The King’s Return
It is spring 1661, and England awaits the coronation of Charles II in a London filled with hopes for the future. But it appears that England’s enemies are still at work. The murders of two gentlemen raise the suspicion that the re-established post office is being used in the plans of traitors. The threat of another outbreak of war becomes a possibility. Into this volatile environment comes Thomas Hill, a skilled cryptographer in the capital visiting friends. The king’s security advisor approaches Thomas for help in deciphering coded letters that have been intercepted by the post office. Yet as Thomas gets to grips with his task, more murders take place and his loved ones are in danger. He needs to find who is responsible.
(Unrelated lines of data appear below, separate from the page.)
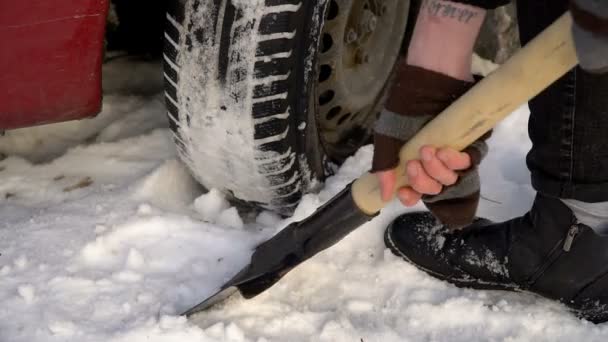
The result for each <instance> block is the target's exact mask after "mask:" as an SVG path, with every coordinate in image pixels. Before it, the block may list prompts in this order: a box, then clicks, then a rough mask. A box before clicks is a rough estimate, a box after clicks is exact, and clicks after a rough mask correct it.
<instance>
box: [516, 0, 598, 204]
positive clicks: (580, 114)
mask: <svg viewBox="0 0 608 342" xmlns="http://www.w3.org/2000/svg"><path fill="white" fill-rule="evenodd" d="M567 3H568V1H567V0H520V1H518V4H517V5H518V16H519V25H520V34H521V38H522V43H523V44H525V43H527V42H528V41H529V40H531V39H532V38H533V37H534V36H536V35H537V34H538V33H539V32H541V31H542V30H543V29H544V28H545V27H547V26H548V25H549V24H551V23H552V22H553V21H554V20H555V19H557V18H558V17H559V16H560V15H561V14H563V13H564V12H565V11H566V9H567ZM530 110H531V116H530V123H529V128H528V129H529V134H530V138H531V140H532V143H533V148H532V150H531V151H530V153H529V154H528V158H527V163H528V167H529V169H530V171H531V173H532V185H533V186H534V188H535V189H536V190H537V191H539V192H541V193H543V194H545V195H548V196H553V197H560V198H570V199H576V200H579V201H583V202H604V201H608V74H604V75H594V74H590V73H588V72H585V71H583V70H582V69H580V68H576V69H574V70H572V71H571V72H570V73H568V74H567V75H566V76H564V77H563V78H561V79H560V80H559V81H557V82H556V83H555V84H554V85H552V86H551V87H549V88H548V89H547V90H545V91H544V92H543V93H541V94H540V95H539V96H537V97H536V98H535V99H534V100H532V101H531V102H530Z"/></svg>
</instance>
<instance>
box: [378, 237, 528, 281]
mask: <svg viewBox="0 0 608 342" xmlns="http://www.w3.org/2000/svg"><path fill="white" fill-rule="evenodd" d="M392 229H393V226H392V225H390V226H388V228H387V229H386V231H385V232H384V244H385V245H386V246H387V247H388V249H389V250H390V251H391V253H393V255H395V256H398V257H400V258H402V259H403V260H405V261H406V262H408V263H409V264H411V265H413V266H414V267H416V268H417V269H419V270H421V271H424V272H425V273H427V274H429V275H431V276H432V277H434V278H437V279H439V280H443V281H447V282H448V283H450V284H452V285H455V286H456V287H459V288H472V289H475V290H501V291H510V292H525V291H522V290H521V288H519V287H518V286H516V285H505V284H499V283H491V282H484V281H480V280H478V279H458V278H452V277H447V276H445V275H443V274H441V273H437V272H435V271H432V270H429V269H428V268H425V267H422V266H420V265H418V264H416V263H415V262H413V261H412V260H410V259H409V258H408V257H407V255H405V254H403V253H402V252H401V251H400V250H399V248H398V247H397V245H396V244H395V243H394V242H393V239H392V238H391V233H392Z"/></svg>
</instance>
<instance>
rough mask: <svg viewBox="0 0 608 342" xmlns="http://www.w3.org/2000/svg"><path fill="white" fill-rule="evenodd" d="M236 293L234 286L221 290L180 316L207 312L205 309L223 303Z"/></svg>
mask: <svg viewBox="0 0 608 342" xmlns="http://www.w3.org/2000/svg"><path fill="white" fill-rule="evenodd" d="M238 291H239V288H238V287H236V286H229V287H227V288H223V289H221V290H219V291H217V292H216V293H214V294H213V295H211V297H209V298H207V299H205V300H204V301H202V302H200V303H199V304H197V305H196V306H193V307H192V308H190V309H188V311H186V312H184V313H182V316H186V317H190V316H192V315H194V314H195V313H197V312H201V311H204V310H207V309H209V308H211V307H213V306H215V305H216V304H219V303H221V302H223V301H225V300H226V299H228V298H229V297H231V296H232V295H234V294H236V293H237V292H238Z"/></svg>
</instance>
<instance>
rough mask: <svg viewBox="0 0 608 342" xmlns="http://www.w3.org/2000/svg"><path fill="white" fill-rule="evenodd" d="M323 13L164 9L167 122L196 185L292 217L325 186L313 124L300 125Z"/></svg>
mask: <svg viewBox="0 0 608 342" xmlns="http://www.w3.org/2000/svg"><path fill="white" fill-rule="evenodd" d="M325 6H326V1H306V0H258V1H240V0H239V1H236V0H178V1H175V4H174V8H170V9H169V12H168V14H167V25H166V26H167V31H166V33H165V37H164V40H165V53H164V56H163V58H164V61H165V63H164V65H165V67H164V68H165V75H164V77H165V85H166V92H165V98H166V102H167V107H168V111H169V116H170V117H171V120H169V121H170V123H171V128H172V129H173V131H174V132H175V136H176V138H175V140H176V143H177V144H178V151H179V154H180V157H181V158H182V160H184V162H186V163H187V164H188V166H189V168H190V169H191V171H192V173H193V174H194V176H195V177H196V178H197V180H198V181H199V182H201V184H203V185H204V186H206V187H208V188H211V187H214V188H218V189H220V190H223V191H225V192H227V193H230V194H232V195H233V196H234V197H235V198H237V199H240V200H244V201H247V202H250V203H254V204H256V205H258V206H260V207H263V208H267V209H271V210H275V211H277V212H279V213H282V214H289V213H290V212H291V211H292V210H293V208H294V207H295V205H296V204H297V203H298V202H299V200H300V199H301V197H302V195H303V193H305V192H307V191H310V189H311V187H312V186H313V184H314V183H316V180H322V179H323V177H324V176H325V174H324V167H323V161H322V160H321V159H322V157H321V156H320V155H322V154H323V153H322V152H321V153H319V150H322V148H321V147H320V146H319V145H318V139H315V142H314V144H312V146H311V143H310V138H309V137H307V136H310V135H311V132H310V131H309V130H313V129H316V128H309V130H306V131H305V127H307V126H313V127H314V126H316V125H314V124H311V125H306V124H305V125H302V123H306V122H307V120H308V119H309V118H310V117H311V115H312V114H310V110H309V109H310V108H311V107H310V103H309V96H308V94H310V92H311V89H312V87H311V85H310V83H311V82H308V80H309V79H313V78H314V76H313V75H314V73H315V70H313V68H312V67H311V66H312V65H314V63H313V62H314V59H315V58H316V51H317V48H318V36H319V32H320V27H321V25H322V21H323V19H322V18H323V13H324V12H325ZM303 127H304V128H303ZM312 134H313V135H315V137H316V130H315V131H314V132H312ZM315 150H316V151H315ZM310 151H315V153H316V154H317V156H316V157H313V158H310V157H308V154H310V153H311V152H310Z"/></svg>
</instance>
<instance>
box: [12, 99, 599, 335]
mask: <svg viewBox="0 0 608 342" xmlns="http://www.w3.org/2000/svg"><path fill="white" fill-rule="evenodd" d="M104 108H105V109H104V113H105V114H104V115H108V117H112V118H113V119H108V121H107V122H104V124H103V125H99V126H98V129H97V131H96V132H94V131H95V130H93V129H91V132H94V133H90V137H89V138H88V139H85V140H84V141H80V140H78V141H74V142H72V143H71V144H67V145H64V146H69V147H66V148H67V149H68V150H67V152H65V153H62V154H61V156H60V157H58V158H56V159H53V160H52V161H50V162H48V163H45V164H34V163H32V162H31V161H30V160H26V159H23V157H20V156H19V155H22V156H28V155H29V154H28V153H27V151H26V150H27V149H28V146H29V145H28V143H27V139H26V138H25V137H24V136H27V134H28V131H27V130H23V131H21V132H19V133H16V132H13V133H12V134H9V135H8V136H6V137H0V147H5V149H4V150H3V152H5V153H6V151H8V150H9V147H7V146H9V145H11V144H14V145H11V146H13V147H14V149H13V150H12V151H13V152H15V153H11V152H10V151H9V153H7V154H10V156H9V157H7V158H6V159H4V160H1V161H0V217H2V221H1V222H0V302H1V303H2V305H0V341H7V342H8V341H10V342H38V341H41V342H42V341H45V342H46V341H100V342H101V341H104V342H105V341H121V342H122V341H124V342H127V341H128V342H140V341H141V342H143V341H146V342H149V341H181V342H190V341H192V342H194V341H197V342H198V341H236V342H240V341H260V342H261V341H383V342H384V341H467V342H470V341H488V340H496V341H498V340H501V341H502V340H509V341H530V340H537V341H572V340H584V341H604V340H605V339H606V336H608V326H606V325H597V326H596V325H592V324H590V323H587V322H584V321H580V320H578V319H576V318H575V317H574V316H572V315H571V314H569V313H568V311H567V310H566V309H565V308H564V307H563V306H561V305H559V304H555V303H552V302H549V301H547V300H544V299H541V298H537V297H534V296H530V295H526V294H514V293H503V292H496V291H473V290H466V289H458V288H456V287H454V286H451V285H449V284H447V283H444V282H441V281H438V280H435V279H433V278H431V277H429V276H427V275H426V274H425V273H423V272H420V271H418V270H417V269H416V268H414V267H412V266H410V265H408V264H406V263H404V262H403V261H402V260H400V259H399V258H397V257H395V256H393V255H392V254H391V253H389V252H388V251H387V250H386V249H385V247H384V245H383V243H382V234H383V230H384V227H385V226H386V225H387V224H388V223H389V222H390V221H391V220H392V219H393V218H394V217H395V216H397V215H398V214H400V213H402V212H404V211H405V210H404V209H403V208H402V207H400V206H399V205H397V204H396V203H394V204H392V205H390V206H389V208H387V209H386V210H385V211H384V212H383V213H382V215H380V216H379V217H377V218H376V219H374V220H373V221H372V222H370V223H368V224H366V225H365V226H363V227H361V228H360V229H359V230H357V231H355V232H354V233H353V234H352V235H351V236H349V237H347V238H346V239H345V240H344V241H343V242H341V243H340V244H338V245H336V246H335V247H333V248H331V249H329V250H328V251H326V252H324V253H322V254H320V255H318V256H317V257H315V258H313V259H312V260H310V261H309V262H307V263H305V264H303V265H302V266H301V267H299V268H297V269H296V270H294V271H293V272H291V273H290V274H288V275H287V276H286V277H285V278H284V279H283V280H282V281H281V282H280V283H279V284H277V285H276V286H275V287H273V288H272V289H270V290H269V291H267V292H265V293H263V294H262V295H260V296H259V297H257V298H255V299H252V300H249V301H244V300H238V299H231V300H229V301H227V302H226V303H225V304H224V305H221V306H220V307H217V308H214V309H212V310H209V311H207V312H204V313H202V314H200V315H197V316H196V317H195V318H194V319H193V320H191V321H188V320H186V319H185V318H183V317H179V316H178V314H179V313H180V312H182V311H183V310H185V309H187V308H189V307H190V306H192V305H194V304H197V303H198V302H199V301H200V300H202V299H203V298H205V297H206V296H208V295H210V294H211V293H212V292H213V291H214V290H215V289H216V288H217V287H218V286H220V285H221V284H222V283H223V282H224V281H226V280H227V279H229V278H230V277H231V276H232V275H234V273H235V272H237V271H238V270H240V269H241V268H242V267H243V266H244V265H246V263H247V261H248V258H249V255H250V253H251V250H252V248H253V247H254V246H256V245H257V244H258V243H259V242H261V241H263V240H265V239H267V238H269V237H270V236H272V235H273V234H275V233H276V232H277V231H278V230H280V228H282V227H284V226H286V225H287V224H288V223H290V222H291V221H292V220H293V219H302V218H304V217H306V216H307V215H309V214H310V213H312V212H313V211H314V210H315V208H317V207H318V206H320V205H321V204H323V203H324V202H325V201H327V200H328V199H330V198H331V197H332V196H333V195H334V194H336V193H337V192H338V191H339V190H340V189H342V187H343V186H344V185H346V184H347V183H348V182H350V181H351V180H352V179H354V178H355V177H357V176H358V175H359V174H361V173H362V172H363V171H365V170H366V169H368V167H369V165H370V159H371V154H372V149H371V147H369V146H368V147H365V148H363V149H361V150H360V151H359V152H358V153H357V154H356V155H355V156H354V157H353V158H350V159H349V160H347V161H346V163H345V164H344V166H343V167H342V168H341V169H340V171H339V172H338V174H337V175H336V176H334V177H332V178H330V179H329V180H328V181H327V184H326V185H325V187H324V189H323V190H322V191H321V192H320V193H318V194H310V195H307V196H305V197H304V199H303V201H302V203H301V204H300V205H299V206H298V208H297V210H296V214H295V216H294V218H293V219H290V220H281V219H280V218H278V217H277V216H276V215H274V214H272V213H269V212H262V213H259V214H257V215H256V216H253V215H251V213H246V212H241V213H239V212H238V211H237V209H236V208H233V207H231V206H230V204H229V203H228V202H227V201H226V199H225V198H224V197H223V196H222V195H221V194H220V193H218V192H217V191H214V190H211V191H210V192H208V193H204V192H203V190H202V189H201V188H199V187H198V186H197V185H195V182H194V181H193V180H192V178H191V177H190V175H189V173H188V172H187V170H186V169H185V168H184V167H183V166H182V165H181V164H180V163H179V162H177V161H176V152H175V148H174V147H173V143H172V140H171V134H170V132H169V131H168V130H167V129H166V128H165V125H166V122H165V121H164V120H165V119H164V111H163V110H162V104H161V103H160V102H158V99H157V97H156V96H149V95H118V94H117V95H115V96H107V97H106V98H105V100H104ZM526 121H527V111H526V109H525V108H522V109H521V110H519V111H518V112H517V113H516V114H514V115H513V116H512V117H510V118H509V119H508V120H507V121H506V122H504V123H503V124H502V125H501V126H500V127H499V128H498V129H496V131H495V133H494V136H493V138H492V140H491V141H490V145H491V148H492V152H491V154H490V156H489V157H488V159H487V161H486V162H485V163H484V165H483V167H482V169H481V173H482V178H483V189H482V193H483V196H484V200H483V201H482V203H481V214H482V215H484V216H487V217H489V218H492V219H496V220H501V219H507V218H509V217H512V216H515V215H519V214H522V213H524V212H525V211H526V210H527V209H528V208H529V206H530V203H531V201H532V198H533V195H534V193H533V191H532V189H531V187H530V183H529V178H528V172H527V171H526V169H525V164H524V156H525V153H526V151H527V149H528V148H529V146H530V143H529V141H528V140H527V137H526ZM149 122H156V123H157V126H156V127H151V126H145V125H148V124H149ZM142 125H143V126H145V127H148V128H147V129H146V130H143V131H142V130H141V129H140V127H142ZM56 127H58V128H57V130H56V131H55V130H53V129H52V127H47V128H46V129H47V132H56V133H57V136H59V139H60V140H62V139H63V138H67V137H69V136H72V135H73V132H74V131H73V130H68V131H64V130H63V129H62V128H61V127H62V126H56ZM109 127H112V129H111V130H108V128H109ZM150 129H152V130H150ZM76 131H78V130H76ZM62 132H64V133H66V134H68V136H67V137H63V138H62V137H61V134H62ZM118 132H120V133H118ZM87 135H88V134H87ZM45 136H47V135H45ZM91 137H93V138H91ZM100 137H104V138H100ZM19 139H25V140H19ZM19 141H23V143H20V142H19ZM83 142H84V143H83ZM82 143H83V144H82ZM49 144H50V143H49ZM45 146H46V145H45ZM62 149H63V148H62ZM18 151H21V152H23V153H21V154H18V153H17V152H18ZM24 151H25V152H24ZM49 151H50V153H55V152H57V150H55V149H53V148H50V147H49ZM416 209H421V208H420V207H418V208H416Z"/></svg>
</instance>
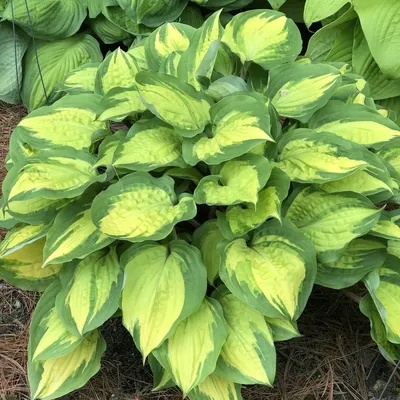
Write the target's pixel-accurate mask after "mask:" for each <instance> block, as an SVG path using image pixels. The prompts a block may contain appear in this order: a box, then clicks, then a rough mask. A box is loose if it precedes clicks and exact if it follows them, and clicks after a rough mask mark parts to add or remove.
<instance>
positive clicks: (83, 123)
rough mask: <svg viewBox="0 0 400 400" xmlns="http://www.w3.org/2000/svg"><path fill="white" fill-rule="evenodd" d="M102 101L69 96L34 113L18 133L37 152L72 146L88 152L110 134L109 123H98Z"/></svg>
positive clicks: (27, 116)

This is the third outing for Thomas Hill, and I had not read the first two novels. But with such an exciting premise, I had high hopes for this latest instalment. I’m afraid it did not live up to my expectations. A very promising plot with interesting elements such as cryptography is let down with some weak characterisation. There is, for instance, an extremely traumatic event in a female character’s past, but its inclusion feels reduced to a plot device. Hill himself often appears to be a passive observer or narrator of scenes (particularly action scenes) which slows the pace down and drops the reader out of the story. I also found the portrayal of Josiah clumsily done. For a character to drop an ‘h’ every now and then to help convey his lowly status is fine – but for him to drop it every single time he uses it eventually grates. I am afraid I won’t be reading the other books in the series.